The very nature of small venues means that the speakers and the microphones are often in uncomfortably close proximity to each other; add to this the fact that the acoustics were probably not designed for amplified music and you have a challenging environment to mix sound in. This forces us to develop excellent feedback combating skills, primarily in tuning the system to obviate room modes and standing waves, but also in being able to quickly identify and eliminate unexpected bursts of feedback – which are as often caused by the inexperience of the performers as any iniquities of the system. Thus we have the crucible in which many a great engineer is forged.
However as we progress through the industry, getting exposed to better sound systems and more agreeable room acoustics, we rely less and less on those skills hard-won in the battle against feedback, and inevitably lose them. This is perfectly logical because any skill not regularly used is gradually lost but is this loss a valid trade-off, and more importantly is there anything we can do to maintain these skills?
The simple solution I’ve found is to continue working in small venues. First and foremost it helps keep you grounded as an engineer. There’s no time for pretension or ego when you have to get down to the nitty-gritty of mixing in challenging environments without the benefit of pre-production or lengthy sound checks.
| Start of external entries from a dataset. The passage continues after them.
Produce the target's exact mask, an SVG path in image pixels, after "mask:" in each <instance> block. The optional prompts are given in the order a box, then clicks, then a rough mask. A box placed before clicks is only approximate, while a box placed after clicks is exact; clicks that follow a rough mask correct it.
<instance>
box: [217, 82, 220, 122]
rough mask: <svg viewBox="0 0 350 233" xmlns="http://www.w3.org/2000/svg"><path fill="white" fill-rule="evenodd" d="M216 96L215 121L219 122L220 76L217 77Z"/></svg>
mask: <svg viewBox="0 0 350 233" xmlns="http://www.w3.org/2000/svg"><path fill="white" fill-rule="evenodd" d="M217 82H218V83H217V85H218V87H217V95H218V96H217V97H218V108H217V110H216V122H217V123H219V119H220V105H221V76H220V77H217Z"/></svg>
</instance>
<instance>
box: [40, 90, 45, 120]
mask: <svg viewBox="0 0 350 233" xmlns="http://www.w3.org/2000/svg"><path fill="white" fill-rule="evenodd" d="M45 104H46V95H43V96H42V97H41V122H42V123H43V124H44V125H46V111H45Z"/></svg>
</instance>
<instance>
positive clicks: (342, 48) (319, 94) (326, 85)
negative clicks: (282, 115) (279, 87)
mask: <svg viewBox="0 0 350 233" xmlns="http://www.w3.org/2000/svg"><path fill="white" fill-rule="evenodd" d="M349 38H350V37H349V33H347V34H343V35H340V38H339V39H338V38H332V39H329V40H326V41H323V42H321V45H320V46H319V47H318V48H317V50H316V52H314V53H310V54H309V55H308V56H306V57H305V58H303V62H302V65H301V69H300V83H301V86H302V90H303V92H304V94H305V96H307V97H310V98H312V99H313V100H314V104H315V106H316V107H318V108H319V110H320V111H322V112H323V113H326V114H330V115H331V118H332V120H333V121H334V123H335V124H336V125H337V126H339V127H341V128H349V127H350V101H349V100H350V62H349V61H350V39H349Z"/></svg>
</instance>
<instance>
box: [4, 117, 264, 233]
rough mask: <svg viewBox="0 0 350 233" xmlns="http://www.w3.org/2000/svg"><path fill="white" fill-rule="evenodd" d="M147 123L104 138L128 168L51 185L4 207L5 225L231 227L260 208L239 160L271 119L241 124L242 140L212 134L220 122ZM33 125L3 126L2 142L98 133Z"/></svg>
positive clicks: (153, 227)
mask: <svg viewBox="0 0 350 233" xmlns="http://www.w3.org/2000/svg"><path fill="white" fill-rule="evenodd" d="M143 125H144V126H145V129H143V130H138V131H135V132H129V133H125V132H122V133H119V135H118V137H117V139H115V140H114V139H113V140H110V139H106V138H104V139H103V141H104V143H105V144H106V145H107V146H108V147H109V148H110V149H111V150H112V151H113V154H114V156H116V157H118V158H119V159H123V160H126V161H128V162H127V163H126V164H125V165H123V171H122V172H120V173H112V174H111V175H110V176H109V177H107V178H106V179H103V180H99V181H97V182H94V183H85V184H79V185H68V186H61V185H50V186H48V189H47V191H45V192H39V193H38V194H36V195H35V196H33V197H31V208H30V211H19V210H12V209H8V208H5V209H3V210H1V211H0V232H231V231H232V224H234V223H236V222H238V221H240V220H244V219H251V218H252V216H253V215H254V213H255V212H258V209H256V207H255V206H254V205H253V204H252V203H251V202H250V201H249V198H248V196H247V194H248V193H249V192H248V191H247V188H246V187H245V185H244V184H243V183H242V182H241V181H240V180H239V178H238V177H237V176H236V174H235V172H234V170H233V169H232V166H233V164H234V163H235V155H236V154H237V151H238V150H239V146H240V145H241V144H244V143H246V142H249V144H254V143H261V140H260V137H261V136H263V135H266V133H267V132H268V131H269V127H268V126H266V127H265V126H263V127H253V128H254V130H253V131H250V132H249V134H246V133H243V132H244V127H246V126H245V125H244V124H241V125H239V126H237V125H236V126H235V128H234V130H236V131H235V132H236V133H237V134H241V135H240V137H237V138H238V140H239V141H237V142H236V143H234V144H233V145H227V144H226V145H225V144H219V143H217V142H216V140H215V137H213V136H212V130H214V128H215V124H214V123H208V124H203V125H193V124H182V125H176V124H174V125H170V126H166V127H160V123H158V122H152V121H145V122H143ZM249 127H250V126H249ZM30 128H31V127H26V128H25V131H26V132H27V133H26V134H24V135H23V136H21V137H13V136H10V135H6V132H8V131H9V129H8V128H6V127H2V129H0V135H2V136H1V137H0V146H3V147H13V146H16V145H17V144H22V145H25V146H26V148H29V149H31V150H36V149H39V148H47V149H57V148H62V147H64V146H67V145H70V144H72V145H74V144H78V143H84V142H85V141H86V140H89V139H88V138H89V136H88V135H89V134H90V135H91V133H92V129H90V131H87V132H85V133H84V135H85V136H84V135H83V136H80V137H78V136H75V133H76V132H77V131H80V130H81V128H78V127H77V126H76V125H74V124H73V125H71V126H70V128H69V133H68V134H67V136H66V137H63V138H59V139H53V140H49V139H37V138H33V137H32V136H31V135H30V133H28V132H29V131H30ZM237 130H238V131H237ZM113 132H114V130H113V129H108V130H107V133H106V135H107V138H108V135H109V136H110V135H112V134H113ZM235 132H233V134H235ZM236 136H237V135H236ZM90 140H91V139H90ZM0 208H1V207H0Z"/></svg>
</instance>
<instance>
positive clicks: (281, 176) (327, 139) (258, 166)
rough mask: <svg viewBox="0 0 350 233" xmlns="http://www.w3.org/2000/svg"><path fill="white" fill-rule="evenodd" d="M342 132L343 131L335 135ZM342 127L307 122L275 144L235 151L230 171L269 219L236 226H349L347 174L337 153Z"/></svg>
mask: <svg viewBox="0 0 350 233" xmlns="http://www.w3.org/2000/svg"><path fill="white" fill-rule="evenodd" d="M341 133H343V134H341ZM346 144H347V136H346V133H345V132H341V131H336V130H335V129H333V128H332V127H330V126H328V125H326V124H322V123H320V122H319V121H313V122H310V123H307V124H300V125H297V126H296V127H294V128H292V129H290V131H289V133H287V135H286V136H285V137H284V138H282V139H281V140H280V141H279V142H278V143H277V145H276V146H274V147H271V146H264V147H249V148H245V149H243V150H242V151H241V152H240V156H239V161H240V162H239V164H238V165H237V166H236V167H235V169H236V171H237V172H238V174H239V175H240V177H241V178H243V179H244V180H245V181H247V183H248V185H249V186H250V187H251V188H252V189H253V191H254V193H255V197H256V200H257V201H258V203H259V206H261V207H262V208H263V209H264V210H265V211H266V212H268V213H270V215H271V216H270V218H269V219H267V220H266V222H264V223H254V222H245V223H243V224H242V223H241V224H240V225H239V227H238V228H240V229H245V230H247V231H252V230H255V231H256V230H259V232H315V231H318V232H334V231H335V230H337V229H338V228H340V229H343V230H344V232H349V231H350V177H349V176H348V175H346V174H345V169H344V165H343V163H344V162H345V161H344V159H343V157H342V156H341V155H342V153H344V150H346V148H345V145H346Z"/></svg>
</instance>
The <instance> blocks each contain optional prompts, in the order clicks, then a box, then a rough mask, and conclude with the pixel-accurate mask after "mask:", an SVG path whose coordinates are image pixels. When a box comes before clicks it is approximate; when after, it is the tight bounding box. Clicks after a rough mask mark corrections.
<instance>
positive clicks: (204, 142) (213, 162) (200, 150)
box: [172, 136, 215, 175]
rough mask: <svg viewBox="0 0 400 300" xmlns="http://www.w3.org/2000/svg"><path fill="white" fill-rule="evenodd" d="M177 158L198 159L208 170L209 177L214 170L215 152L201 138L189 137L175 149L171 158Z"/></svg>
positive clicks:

I also find it keeps your ears sharp, not just from chasing the spectre of feedback but also in dealing with a multitude of different instrument tones in a short space of time. It’s also great for honing your speed mixing skills as you invariably have to deal with multiple bands on a nightly basis, none of whom you’ve heard before – a skill which is particularly handy come festival season when you’re confronted with speedy changeovers and the absence of sound checks.
We often measure the progress of our careers by the size of venues we work in and not everyone has fond memories of working small venues, but there are definite benefits to be had from putting in the occasional shift at one. It’s never a bad thing to be reminded of where you came from and it’s nice to be able to stay in touch with the grass roots of music – plus there’s always a chance you might bump into the next big stadium band.
Andy Coules is a sound engineer and audio educator who has toured the world with a diverse array of acts in a wide range of genres.